Écrit par : Le sciapode | 12/01/2025
Répondre à ce commentaireJ'ai écrit "ferme", car il avait édifié pendant un temps (en 2022, je pense) une barrière qui délimitait une sorte de cour sur le bitume du trottoir et que dans cet espace il avait placé deux ou trois caisses remplies de terre où il avait fait quelques plantations, notamment des tomates.
Écrit par : Régis Gayraud | 14/01/2025
C’est stupéfiant en effet…tellement stupéfiant qu’on se demande si ce n’est pas une performance d’art contemporain dont le cynisme n’a, malheureusement parfois, pas de limite…La fondation Cartier, Jean Nouvel…des noms qui peuvent nous faire craindre le pire.
Je suis étonné que la police ait laissé quelqu’un accumuler des planches, commencer une base, échafauder des parois, peindre les fondations en violet, etc…qui plus est, sur le boulevard Raspail!
Faire tout ça, ça prend du temps, ça ne peut pas être une installation sauvage installée en deux temps trois mouvements…
De plus, il y a des « estampes à motifs géométriques» qui font très « art contemporain » clouées sur une face qui m’interrogent.
Mais je suis peut être trop méfiant et si j’ai tort, alors bravo à cette personne!

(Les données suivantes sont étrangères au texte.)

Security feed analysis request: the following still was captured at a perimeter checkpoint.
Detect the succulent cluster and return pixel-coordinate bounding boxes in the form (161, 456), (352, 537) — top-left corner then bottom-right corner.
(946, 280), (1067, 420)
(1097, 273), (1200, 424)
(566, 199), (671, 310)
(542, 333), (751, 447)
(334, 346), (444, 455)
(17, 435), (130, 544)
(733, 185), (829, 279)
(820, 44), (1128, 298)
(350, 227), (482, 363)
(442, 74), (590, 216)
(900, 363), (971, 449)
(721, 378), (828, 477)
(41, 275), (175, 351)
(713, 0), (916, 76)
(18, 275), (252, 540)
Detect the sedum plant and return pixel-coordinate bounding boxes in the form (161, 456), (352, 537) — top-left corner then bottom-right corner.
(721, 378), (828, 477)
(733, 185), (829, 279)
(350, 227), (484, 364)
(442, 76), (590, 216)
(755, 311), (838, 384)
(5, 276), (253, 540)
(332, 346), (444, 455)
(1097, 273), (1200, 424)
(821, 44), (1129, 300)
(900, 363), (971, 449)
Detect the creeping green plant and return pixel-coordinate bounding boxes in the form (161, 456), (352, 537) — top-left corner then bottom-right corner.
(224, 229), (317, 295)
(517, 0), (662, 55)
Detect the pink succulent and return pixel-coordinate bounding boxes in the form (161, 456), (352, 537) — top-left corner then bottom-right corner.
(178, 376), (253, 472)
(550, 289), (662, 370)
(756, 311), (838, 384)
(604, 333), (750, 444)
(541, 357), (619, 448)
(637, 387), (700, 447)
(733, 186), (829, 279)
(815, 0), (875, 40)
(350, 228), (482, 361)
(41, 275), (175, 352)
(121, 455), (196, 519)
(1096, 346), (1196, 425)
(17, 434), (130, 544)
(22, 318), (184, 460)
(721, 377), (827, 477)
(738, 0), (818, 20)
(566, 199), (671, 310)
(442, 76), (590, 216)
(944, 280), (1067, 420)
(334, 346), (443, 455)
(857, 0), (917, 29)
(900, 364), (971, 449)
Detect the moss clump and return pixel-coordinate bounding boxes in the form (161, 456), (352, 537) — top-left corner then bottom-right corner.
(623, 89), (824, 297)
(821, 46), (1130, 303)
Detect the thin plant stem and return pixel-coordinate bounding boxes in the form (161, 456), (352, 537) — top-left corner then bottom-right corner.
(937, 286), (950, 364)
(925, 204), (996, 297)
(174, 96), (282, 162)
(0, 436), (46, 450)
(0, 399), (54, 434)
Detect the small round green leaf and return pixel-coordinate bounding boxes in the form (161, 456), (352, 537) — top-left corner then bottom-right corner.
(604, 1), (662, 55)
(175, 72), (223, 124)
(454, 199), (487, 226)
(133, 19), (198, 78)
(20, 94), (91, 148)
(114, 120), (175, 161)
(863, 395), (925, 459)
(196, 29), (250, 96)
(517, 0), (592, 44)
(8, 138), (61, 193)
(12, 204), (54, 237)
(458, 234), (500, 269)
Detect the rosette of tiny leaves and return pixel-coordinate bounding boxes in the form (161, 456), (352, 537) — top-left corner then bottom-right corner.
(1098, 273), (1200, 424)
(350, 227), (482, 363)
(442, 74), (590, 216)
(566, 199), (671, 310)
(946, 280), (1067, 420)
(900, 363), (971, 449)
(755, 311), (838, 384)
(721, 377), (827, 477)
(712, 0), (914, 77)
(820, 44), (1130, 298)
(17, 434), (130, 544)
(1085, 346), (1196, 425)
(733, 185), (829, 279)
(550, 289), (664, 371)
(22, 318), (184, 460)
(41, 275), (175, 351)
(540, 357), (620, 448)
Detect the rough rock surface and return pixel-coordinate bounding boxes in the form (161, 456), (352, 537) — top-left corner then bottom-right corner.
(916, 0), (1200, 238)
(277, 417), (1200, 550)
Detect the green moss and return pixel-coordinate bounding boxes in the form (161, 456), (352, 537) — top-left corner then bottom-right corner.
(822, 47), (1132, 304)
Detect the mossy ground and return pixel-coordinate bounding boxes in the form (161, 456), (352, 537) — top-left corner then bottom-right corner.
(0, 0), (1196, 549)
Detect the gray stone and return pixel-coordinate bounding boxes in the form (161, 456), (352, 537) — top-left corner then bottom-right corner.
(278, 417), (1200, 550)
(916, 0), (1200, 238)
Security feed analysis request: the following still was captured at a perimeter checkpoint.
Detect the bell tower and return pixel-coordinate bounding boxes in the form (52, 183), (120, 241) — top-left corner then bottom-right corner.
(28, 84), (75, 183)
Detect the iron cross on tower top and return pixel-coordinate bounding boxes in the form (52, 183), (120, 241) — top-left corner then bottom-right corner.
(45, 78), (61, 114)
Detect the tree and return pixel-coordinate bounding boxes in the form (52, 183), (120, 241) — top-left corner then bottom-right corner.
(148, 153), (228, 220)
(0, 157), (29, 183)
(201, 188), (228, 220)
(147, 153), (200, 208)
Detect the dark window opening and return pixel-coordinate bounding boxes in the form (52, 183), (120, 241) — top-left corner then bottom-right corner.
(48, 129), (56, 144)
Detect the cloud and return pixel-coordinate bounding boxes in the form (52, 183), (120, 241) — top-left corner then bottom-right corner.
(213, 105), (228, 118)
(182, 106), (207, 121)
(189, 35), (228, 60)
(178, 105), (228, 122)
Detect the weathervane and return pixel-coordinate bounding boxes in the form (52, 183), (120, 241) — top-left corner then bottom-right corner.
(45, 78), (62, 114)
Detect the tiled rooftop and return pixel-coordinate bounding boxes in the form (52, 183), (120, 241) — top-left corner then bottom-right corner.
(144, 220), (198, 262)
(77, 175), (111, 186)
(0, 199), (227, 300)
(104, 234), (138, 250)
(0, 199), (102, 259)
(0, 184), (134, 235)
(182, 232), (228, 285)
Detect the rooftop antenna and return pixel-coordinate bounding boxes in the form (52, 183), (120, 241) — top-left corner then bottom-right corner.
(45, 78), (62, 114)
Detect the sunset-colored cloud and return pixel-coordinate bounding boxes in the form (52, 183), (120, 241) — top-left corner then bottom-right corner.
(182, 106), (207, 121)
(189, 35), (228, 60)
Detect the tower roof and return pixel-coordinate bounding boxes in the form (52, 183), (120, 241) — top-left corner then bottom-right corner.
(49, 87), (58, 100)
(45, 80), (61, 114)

Écrit par : Darnish | 13/01/2025
Répondre à ce commentaireCher Darnish, c'est bien sûr étonnant, mais ce genre de construction (certes jamais aussi imposante) n'est pas si rare. Outre le Turc de Richelieu-Drouot et à Papillon gare de l'Est,qui lui aussi avait peint sur le sol et détourné du mobilier urbain, en incluant des bancs publics, je pense au type qui s'était installé une véritable maison avec coin douche et plusieurs pièces au pied d'échafaudages place Pigalle (il peignait des grands tableaux sur cartons et bâches, son campement a duré presque un an, qu'est-il devenu?), à la maison en forme de nid de guêpes qu'un type s'était fabriquée en utilisant des rouleaux de gros ruban adhésif entre deux potelets en bordure de trottoir rue Compans, etc. Il y en a ou il y en a eu d'autres un peu partout dans Paris, notamment un en plein XVIe arrondissement que j'ai vu l'an dernier (y est-il toujours?). mais c'est vrai qu'en face de la fondation Cartier boulevard Raspail, celui-ci dépasse tout ce que l'on peut imaginer.

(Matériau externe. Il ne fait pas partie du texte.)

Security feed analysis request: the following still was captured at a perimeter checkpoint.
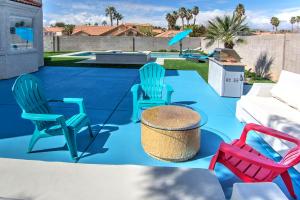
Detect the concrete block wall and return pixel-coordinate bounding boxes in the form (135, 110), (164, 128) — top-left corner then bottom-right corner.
(44, 36), (201, 51)
(202, 34), (300, 81)
(283, 34), (300, 74)
(44, 34), (300, 81)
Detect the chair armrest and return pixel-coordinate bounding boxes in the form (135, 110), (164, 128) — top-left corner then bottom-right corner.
(240, 123), (300, 146)
(164, 84), (174, 104)
(246, 83), (275, 97)
(63, 98), (86, 113)
(219, 143), (286, 172)
(22, 113), (64, 121)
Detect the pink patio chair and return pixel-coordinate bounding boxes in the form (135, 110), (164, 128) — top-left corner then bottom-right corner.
(209, 124), (300, 198)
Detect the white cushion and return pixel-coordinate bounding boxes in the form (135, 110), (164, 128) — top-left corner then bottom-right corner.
(271, 70), (300, 110)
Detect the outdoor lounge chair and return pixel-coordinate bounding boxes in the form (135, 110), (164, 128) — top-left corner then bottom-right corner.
(12, 74), (93, 160)
(209, 124), (300, 198)
(131, 63), (173, 122)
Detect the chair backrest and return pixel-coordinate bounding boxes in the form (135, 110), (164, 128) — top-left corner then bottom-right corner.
(140, 63), (166, 99)
(280, 146), (300, 167)
(12, 74), (51, 130)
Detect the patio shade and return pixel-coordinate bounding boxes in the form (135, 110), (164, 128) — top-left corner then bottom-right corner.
(169, 29), (193, 46)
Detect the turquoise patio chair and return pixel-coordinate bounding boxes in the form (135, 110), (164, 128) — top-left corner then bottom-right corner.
(131, 63), (173, 122)
(12, 74), (93, 160)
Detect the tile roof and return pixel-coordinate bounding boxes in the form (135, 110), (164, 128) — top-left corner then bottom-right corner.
(11, 0), (42, 7)
(72, 24), (144, 36)
(155, 30), (180, 37)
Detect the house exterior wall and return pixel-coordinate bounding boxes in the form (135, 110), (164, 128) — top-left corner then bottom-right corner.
(0, 0), (44, 79)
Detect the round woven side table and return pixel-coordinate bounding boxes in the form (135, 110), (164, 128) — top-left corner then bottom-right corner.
(141, 105), (201, 162)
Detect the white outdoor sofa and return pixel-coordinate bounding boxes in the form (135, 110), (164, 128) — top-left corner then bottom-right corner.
(236, 70), (300, 172)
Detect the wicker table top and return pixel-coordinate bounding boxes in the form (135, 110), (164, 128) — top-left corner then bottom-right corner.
(142, 105), (201, 131)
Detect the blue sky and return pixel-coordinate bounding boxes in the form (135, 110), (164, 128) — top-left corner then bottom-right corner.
(43, 0), (300, 29)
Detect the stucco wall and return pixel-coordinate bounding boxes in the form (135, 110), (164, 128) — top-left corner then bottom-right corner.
(0, 0), (44, 79)
(284, 34), (300, 74)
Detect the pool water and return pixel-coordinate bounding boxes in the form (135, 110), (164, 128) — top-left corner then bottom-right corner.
(70, 52), (179, 58)
(151, 52), (179, 58)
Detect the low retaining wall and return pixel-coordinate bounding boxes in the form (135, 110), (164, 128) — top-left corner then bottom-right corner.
(44, 34), (300, 80)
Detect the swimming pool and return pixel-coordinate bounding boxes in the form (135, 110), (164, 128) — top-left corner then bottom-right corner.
(59, 51), (180, 58)
(150, 52), (180, 58)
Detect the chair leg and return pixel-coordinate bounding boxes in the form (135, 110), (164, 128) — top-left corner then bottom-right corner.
(208, 153), (218, 170)
(281, 171), (297, 199)
(64, 129), (78, 160)
(28, 130), (41, 153)
(88, 124), (94, 138)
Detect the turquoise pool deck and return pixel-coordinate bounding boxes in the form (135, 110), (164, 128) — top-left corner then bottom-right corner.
(0, 67), (300, 197)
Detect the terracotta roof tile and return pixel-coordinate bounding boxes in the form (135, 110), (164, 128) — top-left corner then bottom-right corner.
(11, 0), (42, 7)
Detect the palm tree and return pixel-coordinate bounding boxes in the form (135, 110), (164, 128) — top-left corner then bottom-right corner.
(271, 17), (280, 32)
(290, 17), (297, 32)
(114, 12), (124, 26)
(192, 6), (200, 25)
(178, 7), (186, 29)
(105, 6), (116, 26)
(235, 3), (245, 19)
(185, 9), (193, 26)
(296, 16), (300, 31)
(205, 14), (249, 49)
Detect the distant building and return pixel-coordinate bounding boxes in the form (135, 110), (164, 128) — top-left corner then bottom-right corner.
(0, 0), (44, 79)
(72, 24), (145, 36)
(155, 30), (181, 37)
(44, 27), (64, 36)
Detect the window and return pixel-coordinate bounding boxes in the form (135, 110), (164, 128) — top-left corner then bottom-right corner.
(9, 17), (34, 50)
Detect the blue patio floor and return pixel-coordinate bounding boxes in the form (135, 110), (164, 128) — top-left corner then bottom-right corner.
(0, 67), (300, 197)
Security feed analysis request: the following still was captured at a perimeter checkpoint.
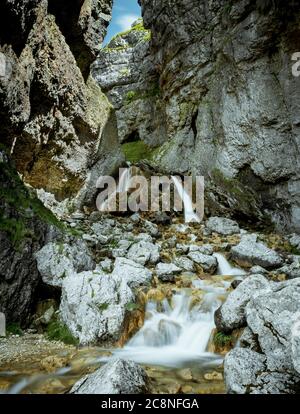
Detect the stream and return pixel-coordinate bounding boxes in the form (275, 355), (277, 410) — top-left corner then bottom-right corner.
(0, 253), (245, 394)
(0, 167), (245, 394)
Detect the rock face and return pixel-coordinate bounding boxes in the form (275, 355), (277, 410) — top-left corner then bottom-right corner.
(35, 240), (95, 287)
(156, 263), (182, 282)
(215, 275), (270, 333)
(206, 217), (240, 236)
(92, 20), (165, 146)
(93, 0), (300, 230)
(231, 234), (283, 269)
(0, 152), (54, 325)
(188, 251), (218, 274)
(0, 0), (123, 206)
(59, 258), (152, 345)
(224, 276), (300, 394)
(70, 359), (149, 394)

Écrit par : Régis Gayraud | 14/01/2025
J'ai donné sur ce blog, il me semble, faudrait aller rechercher..., mention d'un site vidéo qui recensait un certain nombre de ces créations sauvages urbaines à Paris. Peut-être à l'occasion de ma note sur Michel Godin des Mers... (Non, il s'agissait d'un site vidéo, qui paraît stoppé à présent, et qui s'appelait "Brèves de Trottoirs", avec des clips de deux cinéastes inventifs, Lambert et Salva, que l'on peut retrouver archivés sur le web, même si en les visionnant aujourd'hui, je n'ai pas retrouvé le même dispositif qu'autrefois, où les personnages filmés étaient placés sur une carte de Paris avec des emplacements sur lesquels on cliquait).

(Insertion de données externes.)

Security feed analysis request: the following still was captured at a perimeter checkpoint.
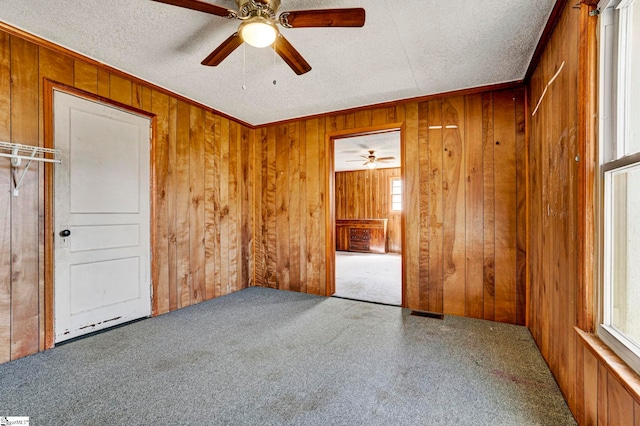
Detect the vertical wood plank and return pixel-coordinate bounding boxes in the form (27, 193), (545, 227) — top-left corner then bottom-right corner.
(494, 91), (516, 323)
(402, 102), (420, 309)
(109, 74), (131, 105)
(238, 126), (255, 289)
(276, 125), (290, 290)
(482, 93), (495, 321)
(151, 91), (170, 315)
(442, 97), (466, 316)
(189, 105), (205, 304)
(607, 375), (634, 426)
(204, 111), (219, 300)
(34, 47), (74, 350)
(227, 121), (242, 293)
(578, 345), (598, 425)
(266, 126), (278, 288)
(166, 95), (178, 311)
(219, 118), (231, 296)
(256, 128), (268, 287)
(10, 37), (40, 359)
(176, 101), (191, 308)
(131, 84), (151, 111)
(287, 124), (302, 291)
(305, 119), (322, 294)
(464, 94), (484, 318)
(598, 363), (610, 426)
(514, 90), (527, 325)
(427, 99), (444, 313)
(418, 102), (433, 312)
(317, 117), (328, 296)
(0, 31), (12, 363)
(73, 60), (98, 94)
(298, 121), (308, 292)
(210, 115), (222, 297)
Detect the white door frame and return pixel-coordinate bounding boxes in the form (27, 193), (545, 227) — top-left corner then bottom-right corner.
(40, 79), (157, 350)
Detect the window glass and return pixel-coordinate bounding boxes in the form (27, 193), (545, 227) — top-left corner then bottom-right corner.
(627, 2), (640, 154)
(609, 164), (640, 347)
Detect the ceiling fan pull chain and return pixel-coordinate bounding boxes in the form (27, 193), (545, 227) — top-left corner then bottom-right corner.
(242, 43), (247, 90)
(272, 37), (278, 86)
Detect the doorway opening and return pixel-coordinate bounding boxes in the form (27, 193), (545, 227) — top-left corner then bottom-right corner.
(328, 127), (404, 306)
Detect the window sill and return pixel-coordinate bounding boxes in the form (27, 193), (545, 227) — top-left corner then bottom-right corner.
(573, 327), (640, 401)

Sinon, Darnish, vous êtes un peu trop sévère avec la Fondation Cartier, qui a par le passé plusieurs fois proposé des expos sur des créations populaires de pays lointains, Congo, Amérique du Sud... montrant sa considération pour l'art populaire international. Si l'argent des grands argentiers peut servir à nous renseigner sur ce genre de créativité de frères humains éloignés, c'est tant mieux, il n'y a pas à parler de "cynisme" pour l'occasion. C'est toujours mieux que les expos d'art contempopo pleines d'inanité des sieurs Vuitton et Pinault.